January may be rather frosty indeed.

Posted by Ken Murphy at September 20, 2007 07:06 PM

of ocurse fallinginterest rates are killing the
Dollar.

The Dollar is at record lows against every major currency
as the trade deficit begins racheting in.

The Saudi's are dropping their dollar peg for their
interest rates and will likely soon enough
drop the dollar in favor of a currency basket.

But, Bush and Bernanke will try and help out
the McMansion crowd and Wall street.


Posted by anonymous at September 20, 2007 07:58 PM

Yeah, if they lower interest rates, it's to help out the rich.

If they raise interest rates, it's to hurt the poor.

And if they leave interest rates alone, it's because they're too busy looting the country to deal with the problem!

Posted by Big D at September 20, 2007 09:58 PM

Sam, keep in mind that speculation is its own reward and punishment. I see no reason to lionize it when the market does a much more efficient job of rewarding good speculation.

Second, subsidizing subprime loans is worse than pushing on string. An economy can rapidly build up bad risks this way which in my view is worse in the long term than the mild benefits from a little more economic activity.

Ultimately, I don't see the point in encouraging economic activity for its own sake and this proposal strikes me as being a variation of the Broken Window fallacy. Namely, you are encouraging people to make suboptimal economic decisions for more economic activity. For example, the government would be hiding a considerable portion of the risk. Further, all that spending would immediately translate into government borrowing, which causes further problems.

You want more prime borrowers? Then reduce the supply of government debt. Don't add to the problem with counterproductive measures like this.

Posted by Karl Hallowell at September 21, 2007 08:41 AM

Yeah, anonymous, apartments are "efficient" - but who wants to live in one, unless perhaps they live in NYC? (Sure, people who can't afford anything else ... but their aggregate demand, if it really is more efficient use of the property, should create apartment development via market forces.)

Many things are more "efficient" in some sense than being the things people actually, demonstrably want.

I don't agree with Sam, however, that monetary policy needs to "nudge" people to work harder - but my disagreement is only that the State's monetary policy shouldn't be involved. Sub-prime loans aren't strictly, at least in this conception, state monetary policy.

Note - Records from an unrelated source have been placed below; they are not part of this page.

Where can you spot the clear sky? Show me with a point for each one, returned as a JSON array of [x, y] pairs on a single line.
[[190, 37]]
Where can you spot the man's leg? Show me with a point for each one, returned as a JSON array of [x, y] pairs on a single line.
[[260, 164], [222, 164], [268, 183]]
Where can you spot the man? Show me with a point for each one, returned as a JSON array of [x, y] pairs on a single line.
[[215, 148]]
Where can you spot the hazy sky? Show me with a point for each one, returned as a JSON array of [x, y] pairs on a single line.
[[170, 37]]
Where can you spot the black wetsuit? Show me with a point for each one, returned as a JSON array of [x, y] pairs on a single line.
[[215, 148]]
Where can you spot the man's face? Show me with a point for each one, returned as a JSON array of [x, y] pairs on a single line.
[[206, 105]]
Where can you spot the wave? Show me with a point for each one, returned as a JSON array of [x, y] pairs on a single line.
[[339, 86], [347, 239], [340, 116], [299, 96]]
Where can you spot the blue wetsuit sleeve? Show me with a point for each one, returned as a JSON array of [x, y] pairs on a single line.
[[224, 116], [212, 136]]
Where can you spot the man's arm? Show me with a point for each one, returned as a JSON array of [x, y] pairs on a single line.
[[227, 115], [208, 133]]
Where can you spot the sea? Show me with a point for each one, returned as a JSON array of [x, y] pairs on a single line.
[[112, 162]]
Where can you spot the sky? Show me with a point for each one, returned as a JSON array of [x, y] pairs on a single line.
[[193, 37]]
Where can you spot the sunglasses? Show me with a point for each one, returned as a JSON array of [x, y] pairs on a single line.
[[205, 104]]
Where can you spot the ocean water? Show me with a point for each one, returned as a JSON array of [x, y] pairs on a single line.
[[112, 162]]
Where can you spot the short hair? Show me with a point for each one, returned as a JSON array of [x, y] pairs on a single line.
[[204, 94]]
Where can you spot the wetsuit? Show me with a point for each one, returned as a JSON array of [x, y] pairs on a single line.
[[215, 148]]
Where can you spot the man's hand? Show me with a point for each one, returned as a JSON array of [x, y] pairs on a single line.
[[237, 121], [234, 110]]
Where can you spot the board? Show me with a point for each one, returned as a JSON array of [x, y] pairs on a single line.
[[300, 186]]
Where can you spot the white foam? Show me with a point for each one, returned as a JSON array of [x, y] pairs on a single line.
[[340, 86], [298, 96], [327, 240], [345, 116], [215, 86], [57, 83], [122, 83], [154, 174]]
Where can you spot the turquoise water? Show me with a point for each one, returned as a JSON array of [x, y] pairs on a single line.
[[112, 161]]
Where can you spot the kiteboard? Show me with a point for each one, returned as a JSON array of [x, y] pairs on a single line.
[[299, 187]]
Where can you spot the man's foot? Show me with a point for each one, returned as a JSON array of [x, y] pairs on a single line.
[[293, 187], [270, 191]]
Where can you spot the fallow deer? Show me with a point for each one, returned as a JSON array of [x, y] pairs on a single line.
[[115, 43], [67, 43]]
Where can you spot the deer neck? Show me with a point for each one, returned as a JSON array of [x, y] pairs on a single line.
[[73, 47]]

(Now, if they "regulate" them, as there has, I think, been talk of, that would be state policy, and probably harmful, like most post-facto overreactions.)

(I'm also deeply unsure of the entire economic theory of that last paragraph; a price-bubble followed by a collapse isn't what economists typically consider the way to build GNP and increase wages and employment in the long term, is my understanding.)

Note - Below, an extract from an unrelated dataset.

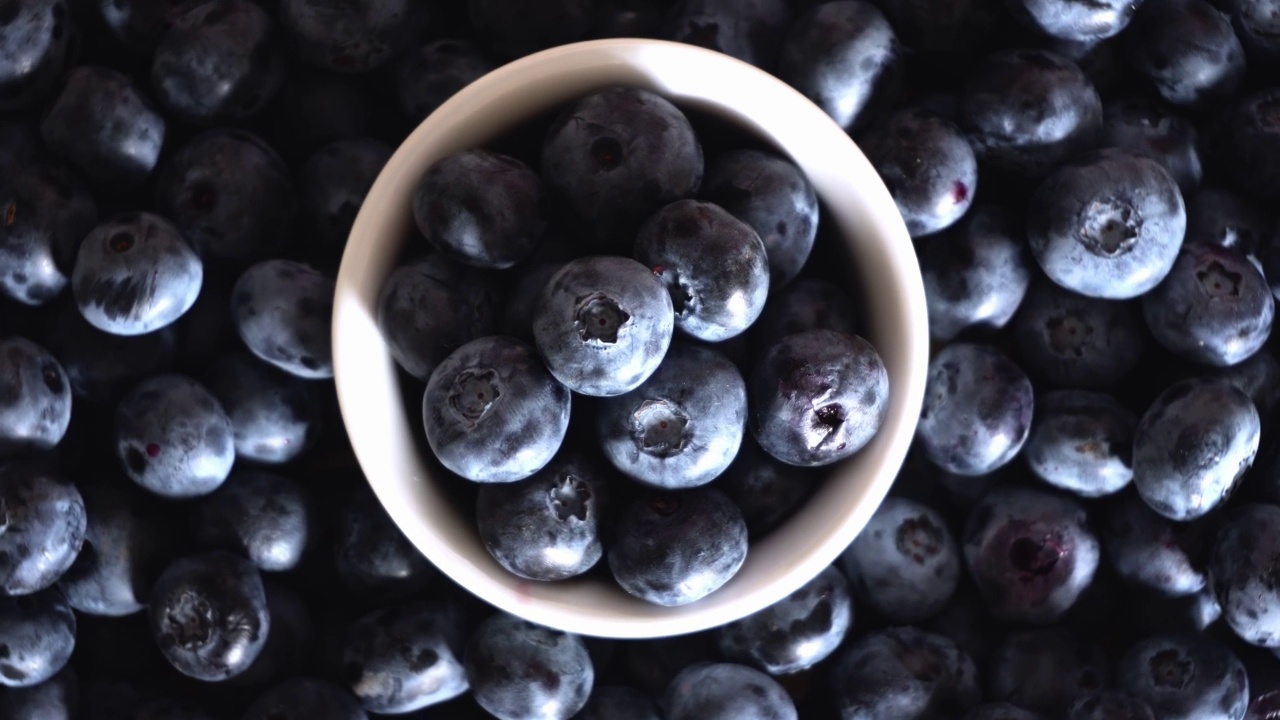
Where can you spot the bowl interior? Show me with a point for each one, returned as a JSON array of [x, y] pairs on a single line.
[[384, 434]]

Posted by Sigivald at September 21, 2007 10:18 AM

Repealing the Federal Reserve act to have an "efficient market" probably wouldn't get too many votes. I think the basic idea of keeping the money supply as high as possible consistent with low inflation since 1981 to spur economic activity gets an A+ over the decades for making the US the most exciting and wonderful place to live (or least worst) notwithstanding Michael Moore and Al Gore's criticisms that we are heartless and dirty. Having tight money when core inflation is tame hurts everybody. So I think it's right to praise everyone who spent the money to make our economic engine rev, not single out a class of spenders and call them villianous when all they were doing is responding to the incentives of the Federal Reserve. Those incentives have a most excellent track record.

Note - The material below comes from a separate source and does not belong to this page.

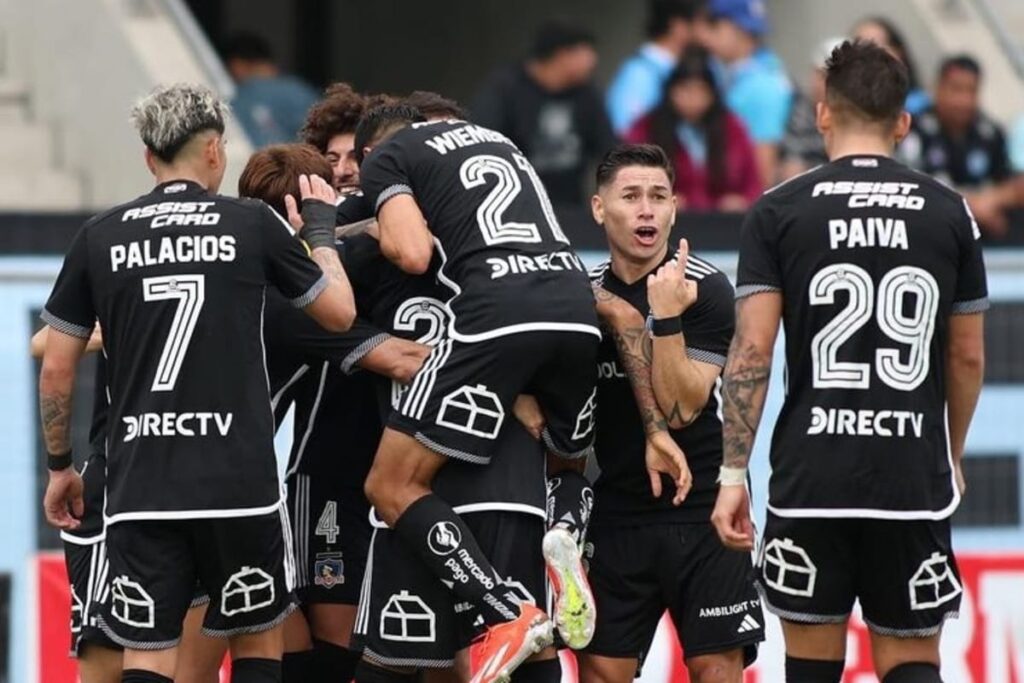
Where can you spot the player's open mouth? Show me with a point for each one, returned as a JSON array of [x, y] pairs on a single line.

If Michael Moore is praiseworthy for getting people health care in Cuba illegally and making a profit on his movie in the process, then some of the mortgage brokers who by hook or by crook got risky borrowers into houses should also be praised. Obviously if the brokers or bankers lied about the terms to the borrowers or the investors, that's fraud and they are immoral and destructive in addition to criminals, but if they told the truth about the terms and accepted the risky borrowers on poor documention with full knowledge of the borrowers and investors, they should be commended even if they made a profit and the borrowers and investors losses.